If you ask why the moral inner sense is to be (under due limitations) obeyed; why the few who are steered by it move the mass in whom it is weak? I can only reply by putting another question—Why do the few in whom the sense of beauty is strong—Shakespere, Raffaele, Beethoven, carry the less endowed multitude away? But they do, and always will. People who overlook that fact attend neither to history nor to what goes on about them.
Benjamin Franklin was a shrewd, excellent, kindly man. I have a great respect for him. The force of genial common-sense respectability could no further go. George Fox was the very antipodes of all this, and yet one understands how he came to move the world of his day, and Franklin did not.
As to whether we can all fulfil the moral law, I should say hardly any of us. Some of us are utterly incapable of fulfilling its plainest dictates. As there are men born physically cripples, and intellectually idiots, so there are some who are moral cripples and idiots, and can be kept straight not even by punishment.
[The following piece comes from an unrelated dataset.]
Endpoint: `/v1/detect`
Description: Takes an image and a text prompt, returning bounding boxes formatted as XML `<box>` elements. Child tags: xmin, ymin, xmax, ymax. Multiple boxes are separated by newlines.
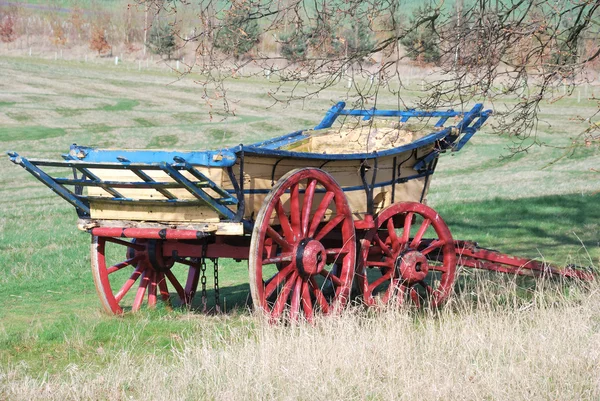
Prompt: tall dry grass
<box><xmin>1</xmin><ymin>276</ymin><xmax>598</xmax><ymax>400</ymax></box>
For these people there is nothing but shutting up, or extirpation.
I am, yours faithfully,
T.H. Huxley.
[The peaceful aspect of the "Irenicon" seems to have veiled to most readers the unbroken nature of his defence, and he writes to his son-in-law, the Hon. John Collier, suggesting an alteration in the title of the essay:—]
Hodeslea, Eastbourne, November 8, 1892.
My dear Jack,
It is delightful to find a reader who "twigs" every point as acutely as your brother has done. I told somebody—was it you?—I rather wished the printer would substitute o for e in Irenicon. So far as I have seen any notices, the British critic (what a dull ass he is) appears to have been seriously struck by my sweetness of temper.
I sent you the article yesterday, so you will judge for yourself.